Взошел месяц, такой же блестящий и огромный, как накануне, горенку наполнила мутная синь. Боясь уснуть, я зажег свой огарок, приклеил его к столу, а сам присел у окошка, отодвинул розовую ситцевую занавеску и стал смотреть на улицу. Она была безлюдна; свет месяца заливал ее, домишки уже спали.
За стеной у хозяина зашипели и пробили часы — я насчитал десять ударов; слышался чей-то храп и посапыванье.
Не могу выразить, до какой степени нестерпимо тянулось время — казалось, дня никогда уже больше не будет! Пробило одиннадцать, потом — через бесконечность — двенадцать. Все было тихо, не слышно было даже дыхания моего приятеля.
Что-то черное заметалось вверх и вниз в воздухе против окошка. Еще несколько секунд, и оно прилипло снаружи к стеклу и мягко потрепетало по нему распластанными крыльями.
Летучая мышь! — пронеслось во мне соображение.
И в то же мгновение крылатое существо повернуло ко мне голову, оскалило зубы и засмеялось.
Ужас охватил меня. Я откинулся назад, за косяк окна, и когда несколько опомнился — на стекле уже ничего не было.
Мой спутник простонал во сне; я овладел собой, подошел к нему и положил руку на пылающий лоб его.
— Спи. Спи, — повелительно сказал я, не снимая ладони.

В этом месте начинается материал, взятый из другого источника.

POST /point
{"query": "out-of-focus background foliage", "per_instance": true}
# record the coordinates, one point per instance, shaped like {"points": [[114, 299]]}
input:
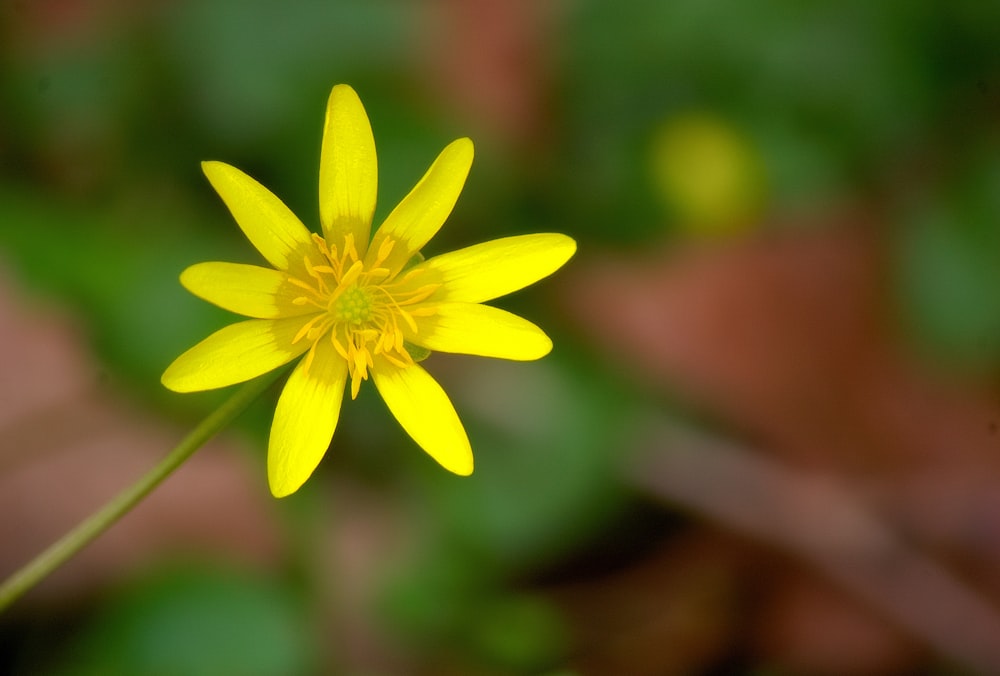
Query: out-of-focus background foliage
{"points": [[766, 440]]}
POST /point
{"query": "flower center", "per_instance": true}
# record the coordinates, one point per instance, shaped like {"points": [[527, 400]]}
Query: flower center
{"points": [[353, 307], [364, 310]]}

Он задышал ровнее и не просыпался до света. А я всю ночи провел на стуле, ожидая нападения, но его не последовало; на рассвете мы благополучно попали на поезд.

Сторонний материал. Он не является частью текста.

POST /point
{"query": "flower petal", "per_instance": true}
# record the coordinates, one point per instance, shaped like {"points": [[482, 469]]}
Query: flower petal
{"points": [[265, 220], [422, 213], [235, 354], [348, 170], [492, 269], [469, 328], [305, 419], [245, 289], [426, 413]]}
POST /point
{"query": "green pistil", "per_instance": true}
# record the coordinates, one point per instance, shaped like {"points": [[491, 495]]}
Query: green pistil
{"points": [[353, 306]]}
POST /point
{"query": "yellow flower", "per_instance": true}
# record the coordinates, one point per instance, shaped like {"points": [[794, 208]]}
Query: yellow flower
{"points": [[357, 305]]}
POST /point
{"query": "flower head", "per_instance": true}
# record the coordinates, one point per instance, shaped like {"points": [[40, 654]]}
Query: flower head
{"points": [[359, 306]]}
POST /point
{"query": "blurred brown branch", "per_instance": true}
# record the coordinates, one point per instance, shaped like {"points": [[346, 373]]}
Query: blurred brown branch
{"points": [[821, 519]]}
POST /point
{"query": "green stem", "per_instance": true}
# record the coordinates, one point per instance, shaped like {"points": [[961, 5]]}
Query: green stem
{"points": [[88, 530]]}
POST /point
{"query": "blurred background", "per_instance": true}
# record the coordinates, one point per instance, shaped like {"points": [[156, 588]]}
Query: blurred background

Вернувшись домой к себе в Рязанскую губернию, я с величайшими предосторожностями проявил снятые с Варвары негативы и, можете себе представить, ни на одном она не вышла! Прекрасно удались церковь, кладбище, развалины, а вместо ведьмы на всех четырех снимках красовалось по серому пятну!
— Ну и что же? — спросил один из слушавших. — Тем ваше приключение и закончилось?
— Не совсем, — ответил Павлищев. — Однажды я почему-то задумал осмотреть погреб. Отворил дверь и вошел. И в ту же минуту наверху что-то крякнуло, зашуршала и посыпалась земля; я почувствовал тупой удар в голову и повалился в яму; падая, я так же ясно, как сейчас всех нас здесь, увидал среди темноты светящийся овал я в нем хохочущую, рукоплещущую мне Варвару.
Меня вытащили в глубоком обмороке. Обрушились на меня две толстые доски с потолка и целая груда земли. Добавлю, что ко дню этого происшествия я уже и думать забыл про свою встречу с Варварой и про ее обещание «пошутить» надо мной.
От этой шутки у меня остался навсегда шрам на затылке. И с этих пор я глубоко верю в существование злых и добрых сил и в их влияние на человека.